Bulgarien ist EU-weit Schlusslicht in Sachen Medienfreiheit. Das bescheinigt die Organisation Reporter ohne Grenzen dem Balkanland in ihrem Ranking 2011. Journalisten seien bedroht worden, der Pluralismus der Medienlandschaft sei gefährdet. Die Lage zu verbessern ist das Ziel der bulgarischen Sektion der Vereinigung europäischer Journalisten (AEJ). Wir haben mit der Mitbegründerin Mariya Cheresheva gesprochen.
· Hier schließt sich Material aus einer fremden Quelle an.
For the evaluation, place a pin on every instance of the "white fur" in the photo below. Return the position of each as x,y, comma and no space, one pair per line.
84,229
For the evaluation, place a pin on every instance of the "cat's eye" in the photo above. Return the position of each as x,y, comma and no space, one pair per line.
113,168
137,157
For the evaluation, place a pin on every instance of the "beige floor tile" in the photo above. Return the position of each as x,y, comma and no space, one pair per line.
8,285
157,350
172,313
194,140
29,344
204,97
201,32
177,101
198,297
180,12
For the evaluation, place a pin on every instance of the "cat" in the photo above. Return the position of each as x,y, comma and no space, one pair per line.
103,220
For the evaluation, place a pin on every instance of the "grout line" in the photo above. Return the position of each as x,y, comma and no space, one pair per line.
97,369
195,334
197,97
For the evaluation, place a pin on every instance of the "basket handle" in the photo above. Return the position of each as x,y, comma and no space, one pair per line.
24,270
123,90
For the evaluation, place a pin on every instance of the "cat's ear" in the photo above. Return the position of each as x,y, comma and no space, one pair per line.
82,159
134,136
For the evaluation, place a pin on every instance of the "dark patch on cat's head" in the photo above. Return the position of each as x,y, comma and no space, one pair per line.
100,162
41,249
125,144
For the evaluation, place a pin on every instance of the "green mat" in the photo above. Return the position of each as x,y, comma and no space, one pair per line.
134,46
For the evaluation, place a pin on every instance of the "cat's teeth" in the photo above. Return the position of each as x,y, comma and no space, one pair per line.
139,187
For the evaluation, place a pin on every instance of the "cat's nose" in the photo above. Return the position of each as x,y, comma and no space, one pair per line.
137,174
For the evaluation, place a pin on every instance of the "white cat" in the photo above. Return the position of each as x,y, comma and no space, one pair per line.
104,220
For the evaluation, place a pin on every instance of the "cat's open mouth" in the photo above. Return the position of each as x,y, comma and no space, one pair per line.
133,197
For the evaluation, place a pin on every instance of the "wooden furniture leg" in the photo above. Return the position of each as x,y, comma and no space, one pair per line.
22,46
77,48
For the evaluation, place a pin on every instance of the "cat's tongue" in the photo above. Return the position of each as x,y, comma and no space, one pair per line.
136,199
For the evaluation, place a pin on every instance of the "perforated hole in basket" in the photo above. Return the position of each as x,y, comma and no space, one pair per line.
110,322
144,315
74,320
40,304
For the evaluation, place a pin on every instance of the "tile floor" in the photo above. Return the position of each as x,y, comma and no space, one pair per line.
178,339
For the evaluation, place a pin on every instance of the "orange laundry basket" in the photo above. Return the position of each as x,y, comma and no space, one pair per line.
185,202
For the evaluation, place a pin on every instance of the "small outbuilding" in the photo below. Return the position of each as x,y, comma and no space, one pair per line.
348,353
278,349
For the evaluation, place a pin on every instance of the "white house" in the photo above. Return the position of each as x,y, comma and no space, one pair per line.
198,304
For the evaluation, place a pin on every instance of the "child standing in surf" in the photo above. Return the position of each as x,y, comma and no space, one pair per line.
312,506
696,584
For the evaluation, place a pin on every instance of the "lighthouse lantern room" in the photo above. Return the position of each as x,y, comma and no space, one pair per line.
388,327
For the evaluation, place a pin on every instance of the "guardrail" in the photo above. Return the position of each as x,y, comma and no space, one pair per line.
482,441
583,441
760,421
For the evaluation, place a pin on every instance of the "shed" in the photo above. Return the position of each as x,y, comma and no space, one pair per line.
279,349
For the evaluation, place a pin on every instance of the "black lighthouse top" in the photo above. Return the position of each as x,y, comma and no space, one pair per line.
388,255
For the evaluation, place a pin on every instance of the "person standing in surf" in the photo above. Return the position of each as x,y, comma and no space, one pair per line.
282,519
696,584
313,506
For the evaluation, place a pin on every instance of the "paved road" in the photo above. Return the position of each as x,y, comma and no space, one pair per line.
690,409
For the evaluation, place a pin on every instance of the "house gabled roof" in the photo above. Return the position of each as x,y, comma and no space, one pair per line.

Die 24-jährige Mariya Cheresheva arbeitet für ein kleines privates Wirtschaftsmagazin in Sofia. Sie habe sich bewusst dafür entschieden. Sie fühlt sich dadurch frei in ihrer Arbeit. Anders sei das bei den großen Tageszeitungen und privaten Fernsehsendern. Viele Journalisten würden sich selbst zensieren, um den eigenen Arbeitsplatz nicht zu gefährden, meint die Mitbegründerin der bulgarische AEJ. Daher fehle es in Bulgarien auch an investigativem Journalismus. Habe mal jemand den Mut, etwas tiefer zu recherchieren, könne es zu Repressionen kommen wie im Fall von Spass Spassov. Der Journalist der Zeitung Dnevnik und der Wochenzeitung Capital aus Varna recherchierte zu einem groß angelegten Investitionsprojekt im Sea Park, der Uferpromenade in Varna. Indirekt bedroht hat ihn Marin Mitev, Miteigentümer einer der größten Holdings Bulgariens, die mit dem Sea Park zusammenhängt. Er schickte ihm das Kriegsstrategiebuch Sun Tsu „Kunst des Krieges“ mit der Notiz “You’d better avoid the ones who you cannot make friends with, neither you can conquer them”, die Mitev unterschrieben hatte.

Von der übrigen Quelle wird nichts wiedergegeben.